Multiple authenticatable / notifiable models or one users table with many roles ?
Hello,
I have a first version of an app with many types of people :
admin, user, ... can connect to the app
trainers, students cannot connect to the app and are for the moment in trainers / students tables, that's interesting because according to the roles (trainer, student, admin, ...) I don't have the same informations to save in the database
In a new version of the app, I need to let the trainers / students connect to the app. What are the best solutions ?
is it possible to set the trainers / students tables authenticable and notifiable like the users table ? but I think that it will not be pratice to handle
is it better to migrate all people to the users table and assign roles to each type of users (admin, user, trainer, student, ...) ? I think it will probably be the easiest way
Perhaps there is many more solutions I don't think about ?
@MohamedTammam Ok so for you the best way would be to migrate all people to one table and handle the authentication in one table and then reorganize the database with this constraint.
@vincent15000 that I agree with @mohamedtammam . A user is a user. It isn't an admin.. Or a writer. It's a user. What the user can do is a role or group or similar :)

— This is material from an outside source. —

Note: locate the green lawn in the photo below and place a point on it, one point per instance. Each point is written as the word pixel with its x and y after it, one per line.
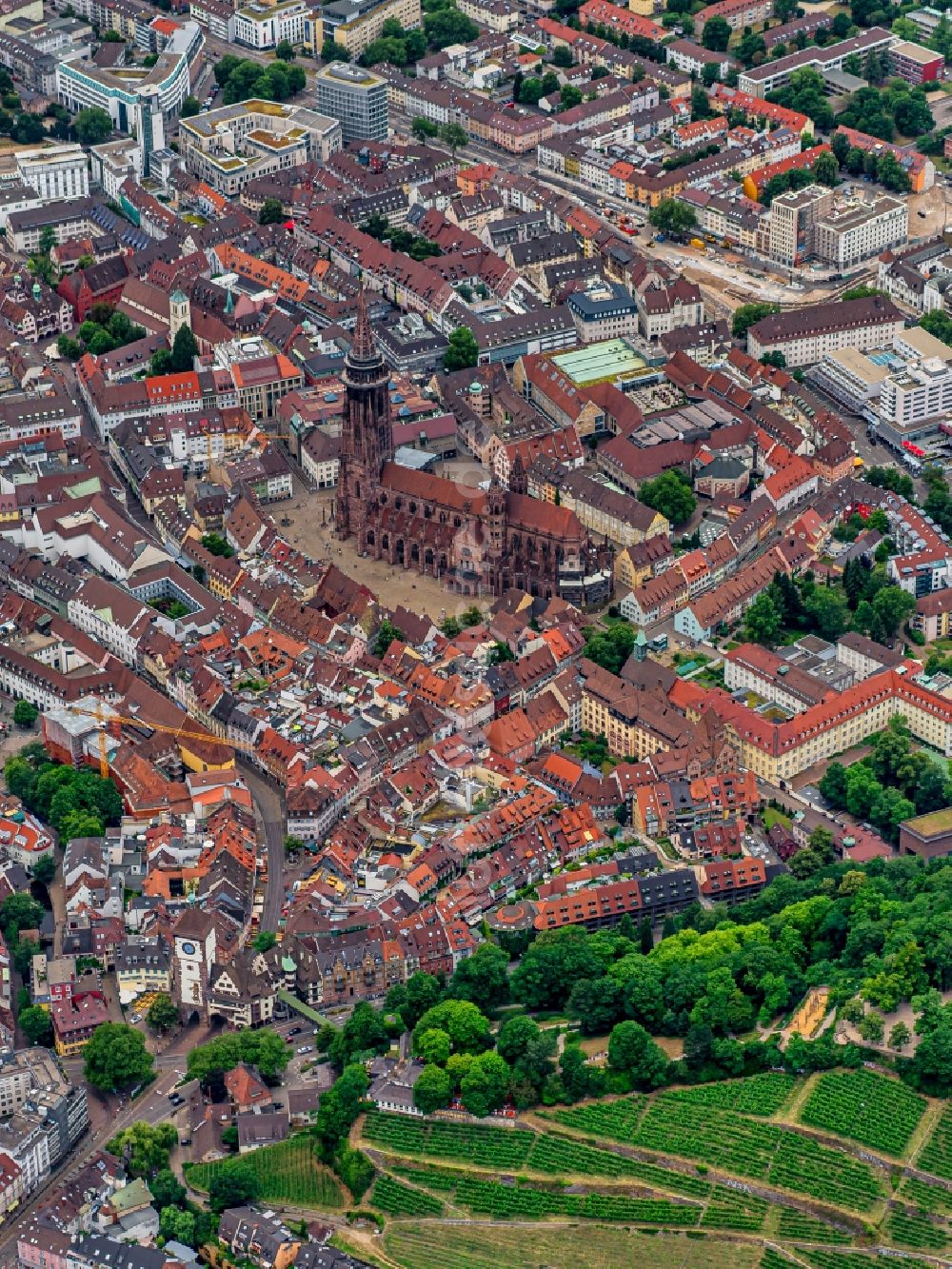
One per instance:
pixel 288 1173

@vincent15000 each system is different and has certain specifications. For example a large Hospital chain is going to have Separate Tables for patients and the physician portal.
Humana military has user, physician, and government separate logins and tables.
And some government agencies you have to code to a spec they will tell you whether to use the same table or Separate Tables.
Imagine you want to have a profile picture for users, now you need to do it for each table and model. Imagine about payments, settings, etc. Users are users with different roles.
@vincent15000 I have tried maintaining a thing like this once. Each part had a seperate login and table. Then we started having users with multiple logins. It was a constant struggle as they changed their password in one system and assumed it worked in all. But as each login was it's own silo, that didn't work
@vincent15000 we ended up merging it all into one table. Took almost a complete week for 2 people. Time could have been saved if it had been made like that from day one
We made 1 login page and if more than 1 "role" is detected we would show a "select product" screen
@vincent15000 kinda yeah. Except we sold multiple products, each with their own routes and tables. So select product :) but it could just as well have been roles or jobs
@vincent15000 I didn't really suggest one way or the other I just said go by a specification if you have one.
An example is the Texas Department of Aging and Disability Services has separate Tables for supervisors versus employee.
Yes the supervisor is an employee but he or she logs out and having to log back in if going into a regular employee function such as a training session that all employees go through.